In a study comparing Dialectical Behavior Therapy and traditional psychotherapy, women who underwent DBT were more successful at reducing suicide attempts, self-mutilating and such self-damaging behaviors as gambling and substance abuse. They were also almost twice as likely to stay in therapy.
Cognitive therapy. This therapy focuses on thoughts rather than emotions. In weekly sessions, therapists help clients identify and change dysfunctional beliefs about themselves, others, and the world.
People with borderline personality disorder, for instance, often think they’re bad and then interpret everything that happens to them in a way that confirms that belief. Cognitive therapy helps clients eliminate such dysfunctional beliefs by revisiting and reinterpreting childhood experiences. For instance, a client who feels inadequate may come to understand that that belief comes from his parents giving him responsibilities he wasn’t ready for. Once clients understand the origins of dysfunctional beliefs, they can work on changing them. In one study of cognitive therapy, borderline personality symptoms dropped significantly after a year. At follow-up, 55 percent of study participants no longer met the criteria for a diagnosis of borderline personality disorder.
In the past, some believed that people with personality disorders were just lazy or even evil. But new research has begun to explore such potential causes as genetics, parenting and peer influences:
Genetics. Researchers are beginning to identify some possible genetic factors behind personality disorders. One team, for instance, has identified a malfunctioning gene that may be a factor in obsessive-compulsive disorder. Other researchers are exploring genetic links to aggression, anxiety, and fear—traits that can play a role in personality disorders.

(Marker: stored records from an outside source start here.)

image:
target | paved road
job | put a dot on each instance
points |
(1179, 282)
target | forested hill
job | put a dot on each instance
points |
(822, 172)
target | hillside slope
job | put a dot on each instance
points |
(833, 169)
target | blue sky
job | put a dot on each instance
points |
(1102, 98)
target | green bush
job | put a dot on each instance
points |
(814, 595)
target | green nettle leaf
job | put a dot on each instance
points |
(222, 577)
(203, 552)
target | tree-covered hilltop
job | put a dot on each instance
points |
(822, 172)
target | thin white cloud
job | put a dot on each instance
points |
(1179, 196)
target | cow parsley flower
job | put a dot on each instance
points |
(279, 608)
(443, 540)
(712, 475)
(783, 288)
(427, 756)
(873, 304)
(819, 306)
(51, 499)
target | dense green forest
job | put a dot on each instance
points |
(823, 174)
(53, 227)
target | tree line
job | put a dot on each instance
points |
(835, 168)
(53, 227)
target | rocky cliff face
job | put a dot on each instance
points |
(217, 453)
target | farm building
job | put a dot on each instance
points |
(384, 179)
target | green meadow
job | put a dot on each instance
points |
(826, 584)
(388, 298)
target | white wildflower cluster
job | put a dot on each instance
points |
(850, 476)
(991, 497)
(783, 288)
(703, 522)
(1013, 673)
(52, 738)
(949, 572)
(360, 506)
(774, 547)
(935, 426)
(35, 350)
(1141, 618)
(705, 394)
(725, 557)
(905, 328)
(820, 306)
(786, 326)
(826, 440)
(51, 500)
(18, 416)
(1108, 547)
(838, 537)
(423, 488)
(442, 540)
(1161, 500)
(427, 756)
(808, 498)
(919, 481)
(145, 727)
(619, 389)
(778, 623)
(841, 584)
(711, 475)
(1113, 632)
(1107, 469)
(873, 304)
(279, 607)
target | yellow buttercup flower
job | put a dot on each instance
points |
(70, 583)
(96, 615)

Childhood trauma. Findings from one of the largest studies of personality disorders, the Collaborative Longitudinal Personality Disorders Study, offer clues about the role of childhood experiences. One study found a link between the number and type of childhood traumas and the development of personality disorders. People with borderline personality disorder, for example, had especially high rates of childhood sexual trauma.
Verbal abuse. Even verbal abuse can have an impact. In a study of 793 mothers and children, researchers asked mothers if they had screamed at their children, told them they did not love them or threatened to send them away. Children who had experienced such verbal abuse were three times as likely as other children to have borderline, narcissistic, obsessive-compulsive, or paranoid personality disorders in adulthood.
High reactivity. Sensitivity to light, noise, texture, and other stimuli may also play a role. Overly sensitive children, who have what researchers call “high reactivity,” are more likely to develop shy, timid, or anxious personalities. However, high reactivity’s role is still far from clear-cut. Twenty percent of infants are highly reactive, but less than 10 percent go on to develop social phobias.
Peers. Certain factors can help prevent children from developing personality disorders. Even a single strong relationship with a relative, teacher or friend can offset negative influences, say psychologists.